14 ERA-CAPS PHYTOCAL: Phytochrome Control of Resource Allocation and Growth in Arabidopsis and in Brassicaceae crops

For plants, light is a signal that carries information about the environment, and a source of energy for photosynthesis. PHYTOCAL focuses on the interaction between phytochrome signalling and photosynthesis, and seeks to understand fundamental processes that make carbon (C) and nitrogen (N) resources available for plant growth. These unexplored connections underlie plasticity, which contributes significantly to yield variability in the field. Phytochrome photochemistry is exquisitely tuned to detect spectral changes indicative of nearby vegetation. This light-activated surveillance mechanism initiates changes in plant architecture, biomass formation and the timing of reproduction: traits that are strongly linked to crop yield. These changes in growth strategy require corresponding adjustments in resource deployment, yet we have no understanding of how this is accomplished.
PHYTOCAL builds on new research from the partner labs showing that cross talk between phytochrome and carbon signalling is central to C resource use efficiency and resource conservation. A principal aim will be to determine the role of phytochrome in C resource management. PHYTOCAL will also delineate the genetic basis and impact of shading-induced N re-allocation in canopies. This trait strongly impacts on N use efficiency and stand photosynthesis, and in many crops is closely linked to yield.
PHYTOCAL will conduct a systematic study across scales, delivering mechanistic information about signal integration, time-resolved transcriptome and metabolite profiles, and quantitative information about biomass accumulation, defined as the flux of carbon to protein and cell wall components, and growth dynamics. The experimental findings will be integrated into models to test hypotheses and to gain understanding at a system level. An aim will be to build models that predict the dual action of phytochrome and photosynthesis on resource management and biomass production. PHYTOCAL will run parallel work programmes in the reference species, Arabidopsis and the closely related crop Brassica rapa. The rapid life cycle and larger resource pool of the reference species will enable us to accelerate knowledge acquisition. B. rapa brings the advantage of larger size, and allows new insights to be directly applied to a food crop.

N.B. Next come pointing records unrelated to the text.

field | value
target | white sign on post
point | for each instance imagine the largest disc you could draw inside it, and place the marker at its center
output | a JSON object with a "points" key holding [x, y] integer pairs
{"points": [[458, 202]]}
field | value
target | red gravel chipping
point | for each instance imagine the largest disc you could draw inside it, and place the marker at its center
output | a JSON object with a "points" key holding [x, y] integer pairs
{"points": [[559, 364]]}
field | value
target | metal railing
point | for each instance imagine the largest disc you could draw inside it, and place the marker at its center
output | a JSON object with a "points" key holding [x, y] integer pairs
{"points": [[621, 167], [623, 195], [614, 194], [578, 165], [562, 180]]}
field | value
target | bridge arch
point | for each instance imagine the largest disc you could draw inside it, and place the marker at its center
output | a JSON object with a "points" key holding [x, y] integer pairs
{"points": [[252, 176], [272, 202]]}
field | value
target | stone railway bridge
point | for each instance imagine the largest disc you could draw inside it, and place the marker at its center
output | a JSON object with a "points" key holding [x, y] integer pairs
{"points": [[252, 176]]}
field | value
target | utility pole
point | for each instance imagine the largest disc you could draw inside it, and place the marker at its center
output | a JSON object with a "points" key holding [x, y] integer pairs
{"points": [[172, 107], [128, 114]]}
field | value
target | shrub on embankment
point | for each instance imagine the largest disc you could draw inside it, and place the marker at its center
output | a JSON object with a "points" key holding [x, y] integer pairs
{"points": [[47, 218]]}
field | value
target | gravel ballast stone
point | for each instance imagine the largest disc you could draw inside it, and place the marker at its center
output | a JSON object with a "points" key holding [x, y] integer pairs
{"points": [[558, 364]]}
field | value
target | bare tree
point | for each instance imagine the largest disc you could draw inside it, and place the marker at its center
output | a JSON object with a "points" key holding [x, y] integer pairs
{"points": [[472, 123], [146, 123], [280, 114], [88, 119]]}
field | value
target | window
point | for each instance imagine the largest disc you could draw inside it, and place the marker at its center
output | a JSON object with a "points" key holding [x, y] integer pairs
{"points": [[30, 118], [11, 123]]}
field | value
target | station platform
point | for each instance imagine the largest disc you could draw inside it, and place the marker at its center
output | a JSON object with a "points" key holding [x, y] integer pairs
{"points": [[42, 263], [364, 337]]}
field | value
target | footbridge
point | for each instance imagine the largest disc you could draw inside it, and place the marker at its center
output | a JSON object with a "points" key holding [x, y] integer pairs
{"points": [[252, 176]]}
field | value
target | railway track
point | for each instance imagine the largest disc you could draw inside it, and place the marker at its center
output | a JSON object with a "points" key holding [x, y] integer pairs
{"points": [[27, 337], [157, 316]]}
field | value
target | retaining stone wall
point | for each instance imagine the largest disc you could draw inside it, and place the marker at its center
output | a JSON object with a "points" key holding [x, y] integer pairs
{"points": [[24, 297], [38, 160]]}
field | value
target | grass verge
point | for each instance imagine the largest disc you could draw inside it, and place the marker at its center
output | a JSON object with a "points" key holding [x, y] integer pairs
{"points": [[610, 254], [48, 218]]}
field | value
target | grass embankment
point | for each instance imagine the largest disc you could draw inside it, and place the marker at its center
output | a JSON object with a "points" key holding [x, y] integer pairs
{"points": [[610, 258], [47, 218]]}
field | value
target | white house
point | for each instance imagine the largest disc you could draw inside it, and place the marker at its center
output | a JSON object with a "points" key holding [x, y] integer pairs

PHYTOCAL builds on new research from the partner labs showing that cross talk between phytochrome and carbon signalling is central to C resource use efficiency and resource conservation. It will test the following hypotheses: (i) phytochrome plays an influential role in coupling C resources to growth; (ii) phytochrome and photosynthesis signals cooperate to conserve night time C reserves, preventing starvation and growth arrest; and (iii) phytochrome and photosynthesis interact at dawn to delay the activation of energy costly processes until the light intensity is high enough to drive photosynthesis. PHYTOCAL will also delineate the impact and genetic basis of shading-induced N re-allocation in canopies. This trait strongly impacts on N use efficiency, and yield in many crops.

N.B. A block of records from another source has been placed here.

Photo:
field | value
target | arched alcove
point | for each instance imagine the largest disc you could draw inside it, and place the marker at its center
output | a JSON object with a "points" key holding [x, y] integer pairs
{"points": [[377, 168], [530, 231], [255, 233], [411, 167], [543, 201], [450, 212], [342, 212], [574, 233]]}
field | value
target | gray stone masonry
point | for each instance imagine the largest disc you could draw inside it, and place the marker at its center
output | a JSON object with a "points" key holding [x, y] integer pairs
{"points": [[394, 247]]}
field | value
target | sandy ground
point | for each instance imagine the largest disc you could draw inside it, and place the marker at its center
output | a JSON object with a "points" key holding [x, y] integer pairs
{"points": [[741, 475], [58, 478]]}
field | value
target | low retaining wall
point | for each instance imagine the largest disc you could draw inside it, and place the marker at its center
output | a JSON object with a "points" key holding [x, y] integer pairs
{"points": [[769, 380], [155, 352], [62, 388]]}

PHYTOCAL will conduct a systematic study across scales, delivering mechanistic information about signal integration, time-resolved transcriptome and metabolite profiles, and quantitative information about biomass accumulation, defined as the flux of carbon to protein and cell wall components, and growth dynamics. The experimental findings will be integrated into models to test hypotheses and to gain understanding at a system level. PHYTOCAL benefits from prior investment in modelling from partner labs: (i) a Phytochrome Signalling Model that regulates growth; and (ii) a modular Framework Model where environmental inputs (incl. light) control resource production and allocation to leaves and growth. These models will be amalgamated to produce models that predict the dual action of phytochrome and photosynthesis on resource management and biomass production.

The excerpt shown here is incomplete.